Treng, teng, teng, teng.
Aku memacu kimba dengan kecepatan tinggi, selama perjalanan menuju ke Kota Pendidikan. Jalanan yang sangat sepi membuatku lebih mudah untuk mengendalikan kimba dan melaju dengan kencangnya.
Aku tidak perduli dengan angin malam dan hawa dingin yang mulai menyerangku. Aku sudah gak sabar untuk segera sampai ketempat tujuanku dan memastikan Mba Denok dalam keadaan baik – baik saja. Aku sudah meninggalkan sahabatku Joko Purnomo, di saat dia benar – benar membutuhkanku. Aku sangat berharap sekali, kepergianku malam ini membuahkan hasil yang sangat baik. Kalau tidak baik, bukan hanya Joko yang akan menggila. Aku juga akan benar – benar menggila dan aku akan membantai siapapun malam ini. Bajingaann.

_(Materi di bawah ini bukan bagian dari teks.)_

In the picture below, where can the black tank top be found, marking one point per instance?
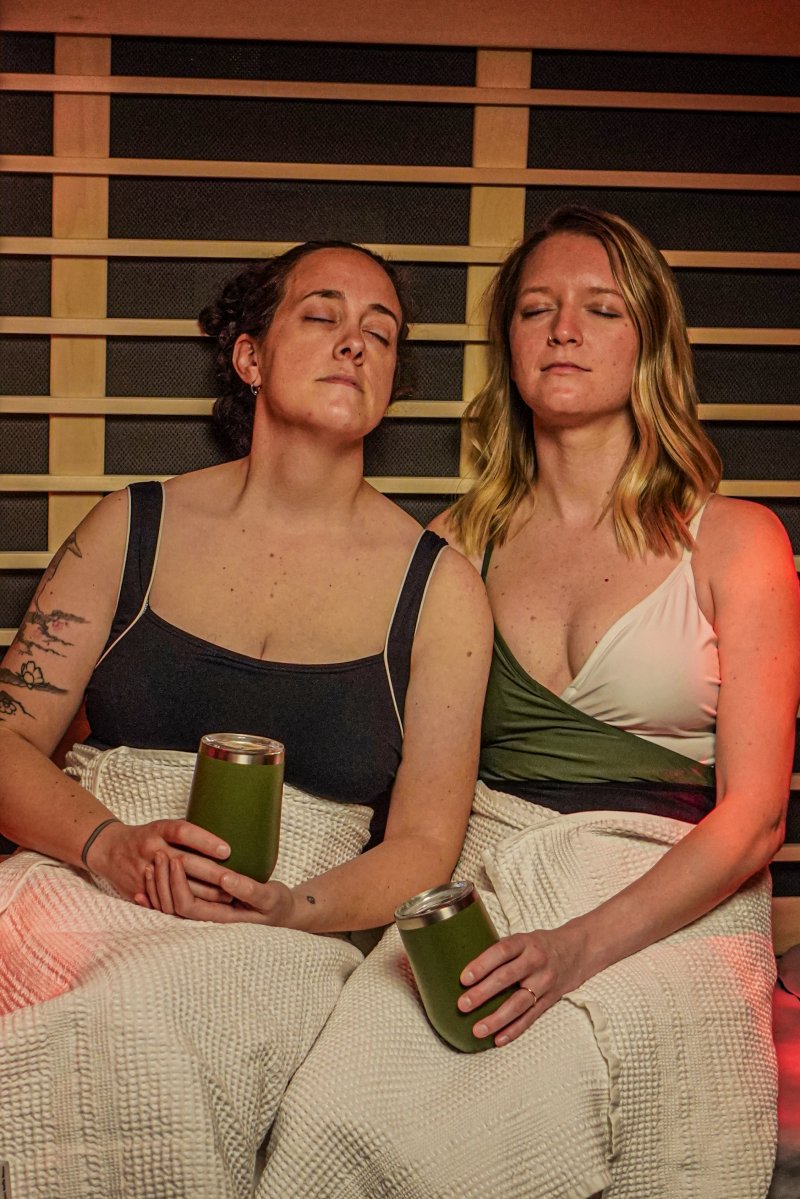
(158, 687)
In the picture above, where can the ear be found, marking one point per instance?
(245, 360)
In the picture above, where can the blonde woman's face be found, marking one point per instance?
(573, 344)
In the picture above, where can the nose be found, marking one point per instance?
(565, 327)
(350, 345)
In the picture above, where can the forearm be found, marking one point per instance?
(691, 879)
(365, 892)
(40, 807)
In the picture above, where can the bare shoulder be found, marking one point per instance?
(734, 532)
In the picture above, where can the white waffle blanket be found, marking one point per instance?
(654, 1080)
(142, 1055)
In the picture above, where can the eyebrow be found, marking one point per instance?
(329, 294)
(594, 291)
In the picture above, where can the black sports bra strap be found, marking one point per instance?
(145, 507)
(401, 634)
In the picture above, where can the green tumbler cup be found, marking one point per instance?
(236, 791)
(441, 931)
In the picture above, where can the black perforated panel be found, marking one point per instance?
(16, 591)
(164, 366)
(422, 507)
(24, 285)
(740, 297)
(413, 447)
(288, 210)
(24, 365)
(23, 522)
(161, 445)
(25, 208)
(605, 71)
(23, 444)
(757, 451)
(685, 220)
(656, 139)
(747, 374)
(251, 130)
(305, 61)
(179, 288)
(25, 122)
(26, 52)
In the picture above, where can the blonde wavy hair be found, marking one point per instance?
(672, 465)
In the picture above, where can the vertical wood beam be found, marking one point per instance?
(497, 215)
(78, 288)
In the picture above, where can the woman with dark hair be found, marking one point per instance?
(637, 735)
(274, 595)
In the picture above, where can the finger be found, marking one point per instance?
(184, 832)
(150, 885)
(163, 890)
(517, 1006)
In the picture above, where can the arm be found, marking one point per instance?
(745, 559)
(432, 794)
(42, 681)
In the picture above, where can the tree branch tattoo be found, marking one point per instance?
(40, 633)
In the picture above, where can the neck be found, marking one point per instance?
(577, 468)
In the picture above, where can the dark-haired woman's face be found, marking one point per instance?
(328, 359)
(573, 344)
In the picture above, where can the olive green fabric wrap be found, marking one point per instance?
(531, 734)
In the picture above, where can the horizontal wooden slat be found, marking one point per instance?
(334, 172)
(132, 247)
(284, 89)
(200, 405)
(717, 26)
(124, 326)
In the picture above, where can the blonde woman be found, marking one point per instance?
(637, 733)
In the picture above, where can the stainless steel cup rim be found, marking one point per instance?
(244, 748)
(435, 904)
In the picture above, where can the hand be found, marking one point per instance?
(541, 960)
(197, 889)
(122, 853)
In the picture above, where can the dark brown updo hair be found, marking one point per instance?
(247, 303)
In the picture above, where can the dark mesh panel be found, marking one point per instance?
(25, 205)
(607, 71)
(25, 122)
(24, 285)
(686, 220)
(301, 61)
(253, 130)
(413, 447)
(16, 591)
(438, 369)
(747, 374)
(162, 366)
(757, 451)
(161, 445)
(656, 139)
(422, 507)
(169, 288)
(26, 52)
(740, 297)
(23, 522)
(788, 513)
(288, 210)
(23, 445)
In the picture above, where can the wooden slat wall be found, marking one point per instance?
(504, 103)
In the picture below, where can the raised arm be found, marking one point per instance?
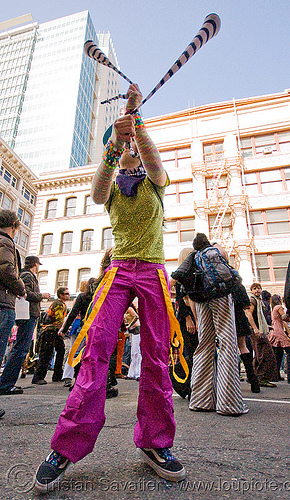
(149, 153)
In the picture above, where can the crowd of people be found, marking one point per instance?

Seharian ini emosiku seolah dipermainkan saja. Mulai dari kabar kematian kedua orang tua Joko, bertemu dengan Bapak dan dibawa kebawah alam sadarku. Bertemu dengan Pakde Sanjaya yang ternyata beliau sudah meninggal beberapa hari yang lalu, bertemu mahluk yang sangat misterius dikuburan, sampai segala petunjuk tentang Mba Denok, kematian Intan dan juga Mas Hendra. Seluruh emosiku sekarang mengerucut diatas kepala dan siap untuk diledakkan.
Hiuffttt, huuuu.
Aku terus memacu kimba dengan kencangnya dan tiba – tiba,
Trekk, tek, tek, tek.
"Cuukkkk." Makiku dengan jengkelnya dan laju kimba mulai melambat.
"Habis ya bensinnya.?" Tanya Pak Jarot dibelakangku.
"Iya Pak." Jawabku dan sekarang Kimba telah berhenti.
"Aku tadi kan sudah bilang waktu dikota sebelah, isi bensin dulu." Ucap Pak Jarot lalu beliau turun dari kimba. Akupun hanya meliriknya dan aku juga turun dari kimba.
Bajingann. Pakai acara kehabisan bensin lagi. Asuu, asuuu.
Akupun mulai mendorong kimba di jalan yang datar ini. Tidak jauh didepan sana, tampak pom bensin yang masih buka ditengah malam ini. Aku terus mendorong kimba dengan keringat yang mulai membasahi seluruh tubuhku, sedangkan Pak Jarot berjalan disebelahku sambil menghisap rokoknya. Bajingaann.
"Habis isi bensin, saya kekamar mandi dulu ya Pak." Ucapku kepada Pak Jarot, sambil mendorong kimba memasuki wilayah pom bensin.
"Untuk mempersingkat waktu, kamu kekamar mandi aja. Biar aku yang isi bensinnya." Ucap Pak Jarot sambil membuang batang rokoknya, ke arah jalan raya.
"Oh iya Pak." Ucapku dan Pak Jarot langsung mengambil alih mendorong kimba.
Aku pun langsung berjalan ke arah kamar mandi yang berada dibelakang area pom bensin ini.
Hiuuffttt, huuu.
Semoga saja kami tidak telat dan tidak terjadi apa – apa dengan Mba Denok.
Oh iya, Pak Jarot tadi sempat memberitahuku tempat biasa Pak Danang melakukan pesta bersama anak buahnya. Kami berdua berencana akan ketempat yang lokasinya masih lumayan agak jauh dari pom bensin ini dan tempat ini letaknya diperbatasan Kota Pendidikan.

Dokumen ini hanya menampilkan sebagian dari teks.